Nutritional Breakdown of Itsu Vegetable Gyoza
To determine the healthiness of Itsu's vegetable gyoza, it's essential to analyze their core nutritional components. Itsu offers a few different versions of their vegetable gyoza, including the frozen 'Vegetable Fusion' for grocery purchase and chilled options like the 'Vegetable Festival' or 'hot side vegetable gyoza' available in their restaurants or snack pots. While the exact values can vary, here's a detailed breakdown based on the widely available frozen grocery pack:
Vegetable Fusion Gyoza (Frozen Grocery Pack)
A standard serving of 8 gyoza (approximately 108g) provides:
- Energy: 187 kcal
- Protein: 10g
- Carbohydrates: 27g (of which 4.1g are sugars)
- Fat: 3.8g (of which 0.5g are saturated)
- Fibre: 2.8g
- Salt: 1.2g
Comparing Itsu's Vegetable Gyoza Varieties
The nutritional content can differ slightly between the different products. For instance, the 'hot side vegetable gyoza' served in-store may have a higher salt content than the frozen grocery version. The 'Vegetable Festival' gyoza, often sold as a chilled product, has a lower calorie and fat count per 100g.
| Nutritional Aspect | Vegetable Fusion (Grocery) per 100g | Hot Side Gyoza (Restaurant) per 100g | 
|---|---|---|
| Energy | 173 kcal | 234 kcal | 
| Fat | 3.5g | 4.1g | 
| Saturated Fat | 0.5g | 0.6g | 
| Carbohydrates | 25g | 39.5g | 
| Sugars | 3.8g | 5.1g | 
| Protein | 9.4g | 7.7g | 
| Fibre | 2.6g | 4.4g | 
| Salt | 1.1g | 2.42g | 
The 'Healthy' Verdict: A Closer Look at Ingredients and Preparation
Overall, Itsu vegetable gyoza can be considered a relatively healthy snack or side dish, especially when prepared mindfully.
Ingredients: The Good Stuff
- Vegetable-Packed: The gyoza filling is predominantly a blend of vegetables like cabbage, carrots, leeks, and onions, providing vitamins and fiber.
- Plant-Based Protein: They contain tofu and high-protein soya mince, making them a good vegan source of protein.
- Low Saturated Fat: With only 0.5g of saturated fat per serving in the grocery pack, they are a better choice than many other convenience snacks.
Nutritional Considerations
- Sodium Content: The salt content can be high, particularly in the restaurant version. For example, the restaurant version has 2.42g of salt per serving, which is a significant portion of the recommended daily intake. This is important to consider, especially if adding a salty dipping sauce.
- Refined Carbohydrates: The gyoza wrappers are made from wheat flour, which is a refined carbohydrate. While not inherently bad, pairing them with wholegrain options can boost the fiber content of your meal.
- Cooking Method: How you cook them significantly impacts their healthiness. Steaming is the healthiest option, as it locks in nutrients and doesn't add extra fat. Pan-frying adds oil, increasing the overall fat content.
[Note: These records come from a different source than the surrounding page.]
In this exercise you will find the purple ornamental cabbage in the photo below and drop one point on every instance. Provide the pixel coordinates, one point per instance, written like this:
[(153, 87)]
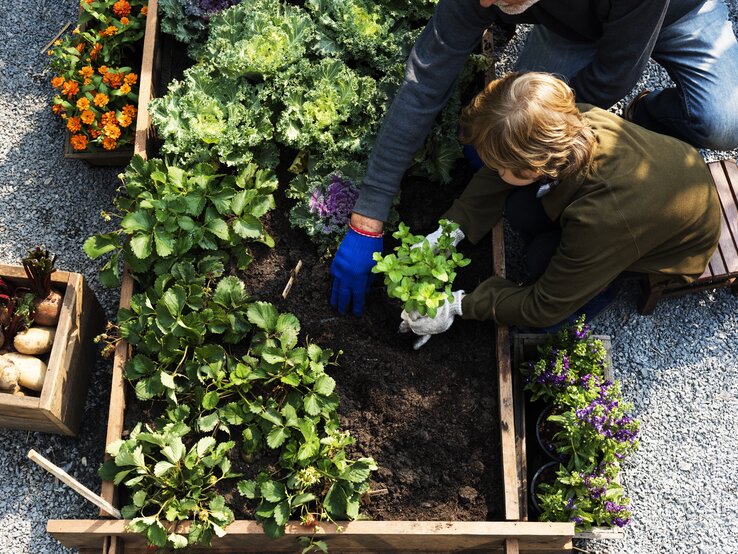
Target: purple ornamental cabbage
[(334, 204)]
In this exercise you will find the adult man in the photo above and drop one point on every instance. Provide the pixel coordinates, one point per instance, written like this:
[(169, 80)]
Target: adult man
[(600, 46)]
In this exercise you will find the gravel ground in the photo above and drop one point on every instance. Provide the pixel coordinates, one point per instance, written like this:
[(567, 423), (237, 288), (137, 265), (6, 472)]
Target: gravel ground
[(679, 366)]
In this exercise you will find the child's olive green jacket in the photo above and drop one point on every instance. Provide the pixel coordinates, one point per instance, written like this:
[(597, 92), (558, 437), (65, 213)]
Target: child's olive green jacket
[(646, 203)]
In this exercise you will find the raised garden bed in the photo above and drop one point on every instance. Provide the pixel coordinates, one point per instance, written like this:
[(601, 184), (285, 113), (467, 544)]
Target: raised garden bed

How to Make Itsu Vegetable Gyoza Healthier
To maximize the health benefits and minimize potential drawbacks, consider the following:
- Steaming over Frying: Opt for steaming your gyoza to avoid adding extra oil and calories. If you prefer the pan-fried texture, use a minimal amount of healthy oil like sesame oil.
- Balance Your Meal: Don't rely on the gyoza alone for a complete meal. Pair them with a diverse range of fresh vegetables, a vibrant salad, or a protein source like edamame. This increases the meal's nutrient density and fiber content.
- Mind Your Dipping Sauce: Many store-bought dipping sauces are high in sugar and salt. Consider making a simple, healthier sauce with low-sodium soy sauce, rice wine vinegar, and fresh ginger.
- Add to Broth: Adding gyoza to a miso or vegetable broth is a fantastic way to create a nutritious and filling meal. This also helps reduce the impact of the sodium from the gyoza themselves.
Itsu Vegetable Gyoza vs. Other Snacks
When compared to many deep-fried or processed snacks, Itsu's vegetable gyoza are a much healthier alternative. Their filling is made from real vegetables and a source of protein, offering more nutritional value. They are low in saturated fat and can be prepared healthily by steaming. However, they may not be as high in fiber as a simple side salad, nor as filling as a complete meal unless bulked out with other components.
Conclusion: The Bottom Line
Itsu vegetable gyoza are a reasonably healthy convenience food, thanks to their vegetable-heavy, plant-based filling and low saturated fat content. However, their overall healthiness depends heavily on preparation and context. To get the most nutritional benefit, opt for steaming over frying, pair them with a fresh salad or broth, and be mindful of your dipping sauce's salt and sugar content. Enjoyed in moderation and as part of a balanced meal, they are a delicious and satisfying addition to a healthy diet.